A further though on /proc/PID/timens_offsets

Eric W. Biederman ebiederm at xmission.com
Thu Apr 9 21:32:21 UTC 2020


Andrey Vagin <avagin at openvz.org> writes:

> On Tue, Apr 7, 2020 at 6:24 AM Michael Kerrisk (man-pages)
> <mtk.manpages at gmail.com> wrote:
>
>>        The  clock-id  identifies the clock whose offsets are being shown.
>>        This field is either 1, for CLOCK_MONOTONIC, or 7, for CLOCK_BOOT‐
>>        TIME.
>>
>> What was the reason for exposing numeric clock IDs in the
>> timens_offsets file?
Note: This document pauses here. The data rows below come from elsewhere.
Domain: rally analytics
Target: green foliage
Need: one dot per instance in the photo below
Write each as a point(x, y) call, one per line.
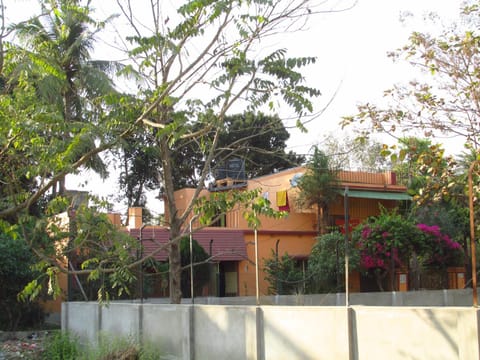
point(319, 186)
point(16, 272)
point(59, 111)
point(283, 275)
point(65, 346)
point(250, 202)
point(326, 264)
point(386, 241)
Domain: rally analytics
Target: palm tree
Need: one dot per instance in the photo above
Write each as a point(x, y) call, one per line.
point(57, 51)
point(319, 187)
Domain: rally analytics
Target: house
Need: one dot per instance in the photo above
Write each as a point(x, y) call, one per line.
point(230, 242)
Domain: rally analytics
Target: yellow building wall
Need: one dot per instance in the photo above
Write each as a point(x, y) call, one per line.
point(293, 244)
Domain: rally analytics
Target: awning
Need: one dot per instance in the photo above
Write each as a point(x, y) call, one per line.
point(380, 195)
point(222, 244)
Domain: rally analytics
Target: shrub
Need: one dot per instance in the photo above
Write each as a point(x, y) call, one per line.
point(61, 346)
point(16, 262)
point(326, 264)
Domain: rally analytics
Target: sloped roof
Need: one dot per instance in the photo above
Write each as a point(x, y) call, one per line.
point(224, 244)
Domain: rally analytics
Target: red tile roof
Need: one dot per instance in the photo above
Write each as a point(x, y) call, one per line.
point(227, 244)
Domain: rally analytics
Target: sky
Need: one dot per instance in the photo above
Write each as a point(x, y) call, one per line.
point(352, 66)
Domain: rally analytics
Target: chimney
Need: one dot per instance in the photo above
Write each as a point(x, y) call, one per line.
point(135, 218)
point(115, 219)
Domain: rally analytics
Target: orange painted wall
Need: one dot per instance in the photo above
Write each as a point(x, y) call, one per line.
point(296, 231)
point(294, 244)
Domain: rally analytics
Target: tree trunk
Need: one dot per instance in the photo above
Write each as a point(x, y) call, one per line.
point(175, 273)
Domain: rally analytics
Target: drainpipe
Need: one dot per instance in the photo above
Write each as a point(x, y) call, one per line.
point(141, 265)
point(276, 257)
point(191, 258)
point(472, 234)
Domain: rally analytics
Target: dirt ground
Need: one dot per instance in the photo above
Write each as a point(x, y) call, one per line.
point(22, 344)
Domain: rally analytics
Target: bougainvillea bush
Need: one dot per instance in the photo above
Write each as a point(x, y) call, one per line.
point(440, 249)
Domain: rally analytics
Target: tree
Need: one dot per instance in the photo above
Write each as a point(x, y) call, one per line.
point(319, 187)
point(442, 103)
point(356, 153)
point(259, 140)
point(16, 271)
point(199, 61)
point(201, 274)
point(326, 263)
point(386, 242)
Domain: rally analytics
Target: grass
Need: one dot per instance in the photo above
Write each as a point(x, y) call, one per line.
point(65, 346)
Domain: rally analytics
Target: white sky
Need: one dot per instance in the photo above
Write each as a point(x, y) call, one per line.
point(351, 48)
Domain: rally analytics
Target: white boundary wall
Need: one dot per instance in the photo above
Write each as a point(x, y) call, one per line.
point(284, 332)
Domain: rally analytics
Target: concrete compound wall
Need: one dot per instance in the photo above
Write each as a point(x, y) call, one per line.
point(284, 332)
point(460, 297)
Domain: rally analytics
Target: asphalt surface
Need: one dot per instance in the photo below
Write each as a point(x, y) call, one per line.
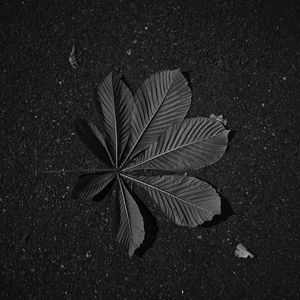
point(242, 58)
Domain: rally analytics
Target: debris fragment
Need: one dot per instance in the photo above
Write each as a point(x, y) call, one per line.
point(219, 119)
point(72, 59)
point(242, 252)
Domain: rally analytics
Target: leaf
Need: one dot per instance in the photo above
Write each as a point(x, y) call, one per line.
point(131, 225)
point(192, 144)
point(186, 200)
point(88, 186)
point(163, 100)
point(115, 100)
point(72, 58)
point(242, 252)
point(93, 139)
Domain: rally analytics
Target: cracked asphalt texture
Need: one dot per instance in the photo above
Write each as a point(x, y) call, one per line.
point(242, 58)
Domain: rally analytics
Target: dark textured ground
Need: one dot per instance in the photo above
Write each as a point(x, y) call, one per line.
point(243, 61)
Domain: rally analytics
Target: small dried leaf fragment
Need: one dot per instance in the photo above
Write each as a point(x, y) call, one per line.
point(72, 59)
point(219, 119)
point(242, 252)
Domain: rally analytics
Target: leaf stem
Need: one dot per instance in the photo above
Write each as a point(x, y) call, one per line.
point(75, 171)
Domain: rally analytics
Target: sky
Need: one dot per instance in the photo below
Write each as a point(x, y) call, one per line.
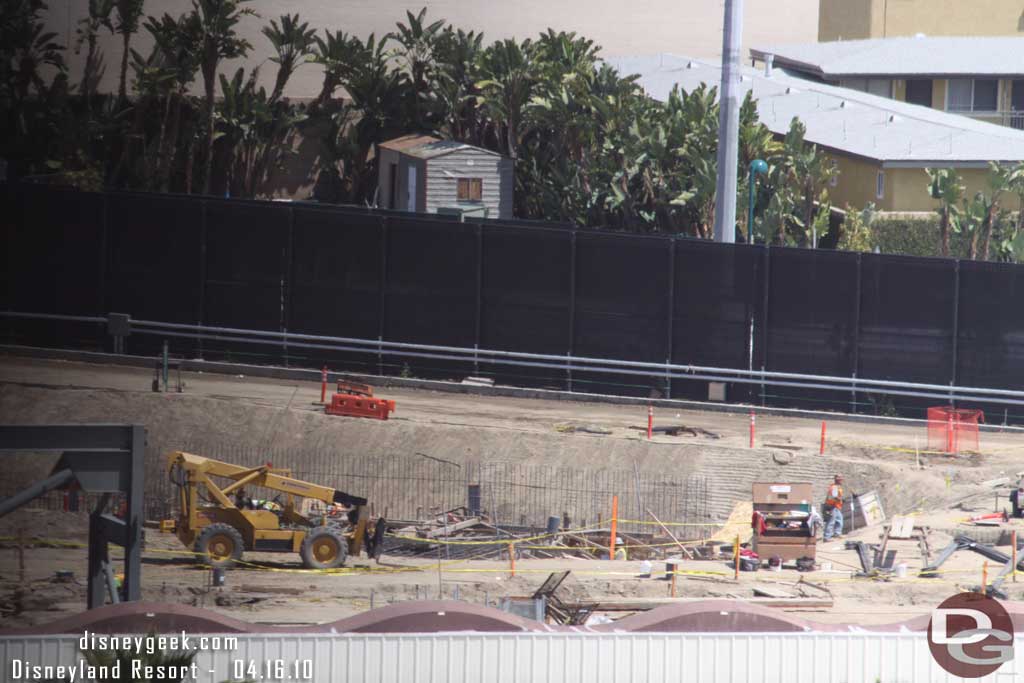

In API terms, that seems a little ugly.
>>
>> I think it would have been much nicer if the clocks were defined
>> symbolically in this file. I.e., that reading the file would have
>> shown something like
>>
>> monotonic    x    y
>> boottime     x    y
>>
>> And that records similarly with symbolic clock names could have
>> been written to the file. Was there a reason not to do this?
>
> No, there was not except that I haven't thought about this. I agree
> that symbolic clock names looks nicer for humans, but numeric clock
> IDs are a bit more convenient when we  need to set/read offsets from
> code. This interface is in the released kernel, so I think we can't
> change the format of the content of this file. But we can add support
> of symbolic clock names for setting clock offsets. What do you think?

The rule is we can change things as long as userspace doesn't care.  For
very new interfaces like this it is possible there are few enough
userspace programs that nothing cares.

Do you know if someone is using this interface yet?